Mr. Gray understandably perceived this message as a threat. He responded with a text: “I no longer represent you. Find another attorney.”
Then
On September 18, 2019, the Shelby County Circuit Court dismissed the tort action against the estate of Mr. Farmer. The court’s order explained that the original complaint was filed against a non-entity and the amended complaint was never served on anyone. Thus, the statute of limitations barred Mr. McMickens’s claim.

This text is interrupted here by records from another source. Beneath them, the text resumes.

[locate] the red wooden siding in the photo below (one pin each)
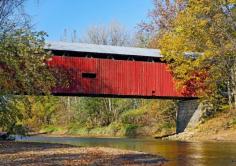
(116, 78)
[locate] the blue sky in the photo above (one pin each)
(53, 16)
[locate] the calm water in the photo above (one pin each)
(178, 153)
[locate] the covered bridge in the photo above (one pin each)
(111, 71)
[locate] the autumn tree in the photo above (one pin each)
(200, 48)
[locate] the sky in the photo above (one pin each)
(53, 16)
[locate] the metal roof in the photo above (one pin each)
(102, 49)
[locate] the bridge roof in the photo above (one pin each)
(102, 49)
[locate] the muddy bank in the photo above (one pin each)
(22, 153)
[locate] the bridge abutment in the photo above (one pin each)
(188, 114)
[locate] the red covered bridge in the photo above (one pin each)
(110, 71)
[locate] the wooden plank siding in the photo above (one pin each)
(116, 78)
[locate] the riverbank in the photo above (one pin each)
(222, 127)
(28, 153)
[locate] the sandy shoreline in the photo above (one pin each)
(30, 154)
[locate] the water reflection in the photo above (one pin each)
(178, 153)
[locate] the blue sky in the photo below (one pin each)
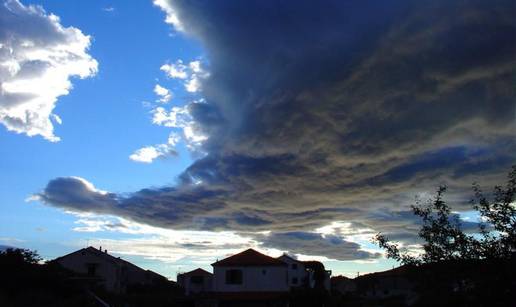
(295, 128)
(104, 121)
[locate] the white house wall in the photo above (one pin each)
(105, 269)
(253, 279)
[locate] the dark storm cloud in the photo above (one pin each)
(335, 111)
(309, 243)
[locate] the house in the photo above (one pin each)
(96, 266)
(196, 281)
(387, 284)
(343, 285)
(297, 274)
(306, 274)
(250, 271)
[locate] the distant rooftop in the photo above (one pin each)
(197, 271)
(249, 257)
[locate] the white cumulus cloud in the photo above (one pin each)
(149, 153)
(163, 93)
(38, 57)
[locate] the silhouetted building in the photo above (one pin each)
(343, 285)
(306, 274)
(113, 273)
(196, 281)
(250, 271)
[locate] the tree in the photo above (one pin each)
(444, 238)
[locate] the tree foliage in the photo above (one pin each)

The Court of Appeals affirmed that decision. McMickens v. Perryman ex rel. Est. of Farmer, No. W2022-00445COA-R3-CV, 2023 WL 3736436 (Tenn. Ct. App. May 31, 2023).
While the motion to withdraw was still pending, Mr. McMickens retained new counsel and filed a legal malpractice action against Mr. Gray. The motion to withdraw was finally granted on January 24, 2022, nearly three years after Mr. Gray told Mr. McMickens that he no longer represented him.
The court sustained findings of rule violations
Here, the six-month suspension is an appropriate sanction given the seriousness of Mr. Gray’s misconduct. The first part of the sanction is a two-month active suspension, during which Mr. Gray will not be allowed to practice law in Tennessee and must satisfy additional continuing legal education requirements. The second part is a four-month probationary period, during which he must meet regularly with a practice monitor.
Too short a period of active suspension will not go far enough to deter attorney misconduct, while too long of one can become the practical equivalent of disbarment. See Stephen G. Bené, Note, Why Not Fine Attorneys?: An Economic Approach to Lawyer Disciplinary Sanctions, 43 Stan. L. Rev. 907, 929 (1991) (“As far as the attorney is concerned, any suspension over a year or two in length may be the same to him as outright disbarment, since he will have to find another occupation to support himself.”). In this case, the period of active suspension falls comfortably between those two extremes. This strikes the balance necessary to deter other lawyers from engaging in a similar pattern of misconduct.
Conclusion
For the reasons discussed, we hold that the hearing panel’s conclusions that Mr. Gray violated Tennessee Rules of Professional Conduct 1.3, 1.4, 1.15(d) and (e), 1.16, 4.1(a), and 8.4(c) are supported by substantial and material evidence, are neither arbitrary nor capricious, and are not an abuse of discretion. Although the hearing panel’s reliance on ABA Standard 6.12 was improper, its other determinations related to Mr. Gray’s punishment—including the recommended sanction—are supported by substantial and material evidence and are not arbitrary or capricious or an abuse of discretion. We therefore affirm the judgments of the hearing panel and the trial court. The costs of this appeal are taxed to Mr. Gray, for which execution may issue if necessary.